Shining Path founder rejects terrorism charge in Peru retrial

Shining Path founder Abimael Guzman, whose messianic communist vision inspired a rebellion that left nearly 70,000 people dead, denied Monday in his civilian retrial that he was a terrorist.

"I am a revolutionary combatant and totally reject being a terrorist," Radioprogramas radio quoted Guzman as saying during his retrial, now entering its third week in a maximum-security naval base where he has been held since April 1993.

A court spokesman told The Associated Press the quotation was accurate.
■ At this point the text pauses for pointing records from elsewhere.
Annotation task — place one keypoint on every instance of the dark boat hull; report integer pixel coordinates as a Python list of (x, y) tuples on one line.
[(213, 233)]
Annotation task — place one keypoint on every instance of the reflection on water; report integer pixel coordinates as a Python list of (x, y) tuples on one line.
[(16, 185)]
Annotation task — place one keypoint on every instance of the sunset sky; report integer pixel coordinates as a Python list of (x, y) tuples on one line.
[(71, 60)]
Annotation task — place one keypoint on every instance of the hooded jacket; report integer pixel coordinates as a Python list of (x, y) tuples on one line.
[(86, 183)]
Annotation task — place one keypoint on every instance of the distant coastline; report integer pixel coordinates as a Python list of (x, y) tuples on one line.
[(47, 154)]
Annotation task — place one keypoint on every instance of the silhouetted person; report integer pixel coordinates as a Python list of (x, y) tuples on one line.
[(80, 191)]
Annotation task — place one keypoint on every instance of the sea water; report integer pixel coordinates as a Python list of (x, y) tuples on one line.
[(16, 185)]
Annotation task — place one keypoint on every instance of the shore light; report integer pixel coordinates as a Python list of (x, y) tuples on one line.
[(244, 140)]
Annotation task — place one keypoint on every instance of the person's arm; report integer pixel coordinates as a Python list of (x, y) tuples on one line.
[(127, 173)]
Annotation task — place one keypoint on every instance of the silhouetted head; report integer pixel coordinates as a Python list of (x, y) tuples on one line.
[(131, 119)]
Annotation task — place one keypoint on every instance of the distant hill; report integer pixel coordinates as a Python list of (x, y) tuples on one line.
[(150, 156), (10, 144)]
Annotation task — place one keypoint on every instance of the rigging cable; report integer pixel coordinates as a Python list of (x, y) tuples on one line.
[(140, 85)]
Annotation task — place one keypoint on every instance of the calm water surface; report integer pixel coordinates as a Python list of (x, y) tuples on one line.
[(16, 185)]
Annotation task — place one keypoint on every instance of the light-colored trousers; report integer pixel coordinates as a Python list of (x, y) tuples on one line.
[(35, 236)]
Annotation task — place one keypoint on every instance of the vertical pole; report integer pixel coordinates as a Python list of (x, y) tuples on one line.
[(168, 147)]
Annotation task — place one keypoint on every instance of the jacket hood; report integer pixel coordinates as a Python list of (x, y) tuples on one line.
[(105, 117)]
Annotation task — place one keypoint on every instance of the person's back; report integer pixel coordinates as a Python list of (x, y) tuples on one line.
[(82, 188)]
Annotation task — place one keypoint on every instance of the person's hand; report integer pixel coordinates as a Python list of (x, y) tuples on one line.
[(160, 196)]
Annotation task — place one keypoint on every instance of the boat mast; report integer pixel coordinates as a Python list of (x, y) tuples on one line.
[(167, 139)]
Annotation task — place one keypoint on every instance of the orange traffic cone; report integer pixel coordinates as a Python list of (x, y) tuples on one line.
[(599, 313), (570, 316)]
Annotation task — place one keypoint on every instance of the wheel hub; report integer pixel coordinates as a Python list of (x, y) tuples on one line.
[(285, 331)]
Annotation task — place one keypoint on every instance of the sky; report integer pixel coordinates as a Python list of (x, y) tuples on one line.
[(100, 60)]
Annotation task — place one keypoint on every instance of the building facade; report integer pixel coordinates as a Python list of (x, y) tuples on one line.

"I have not been a terrorist and never will be. I am recognized as the leader of Communist Party," Guzman, a 70-year-old former philosophy professor, reportedly said before refusing to answer further questions.

Guzman was sentenced to life soon after his 1992 capture, but the draconian military court system that judged him and hundreds of other rebels was ruled unconstitutional two years ago, leading to his civilian retrial, in which prosecutors are seeking another life sentence.

Guzman and nearly a dozen of his top commanders are charged with directing a campaign of car bombings, sabotage, assassinations and massacres in the 1980s and early 1990s to overthrow the government and install a communist state.

The Shining Path was one of Latin America's deadliest insurgencies and blamed for more than half an estimated 69,280 deaths between 1980 and 2000. The Shining Path urged its followers to "cross a river of blood" to achieve its vision of a classless society even if it cost a million lives. The violence dropped off significantly following the capture of Guzman and other key leaders.

Several hundred guerrillas continue to operate in Peru's highland jungles, where they run protection for cocaine traffickers, AP reported.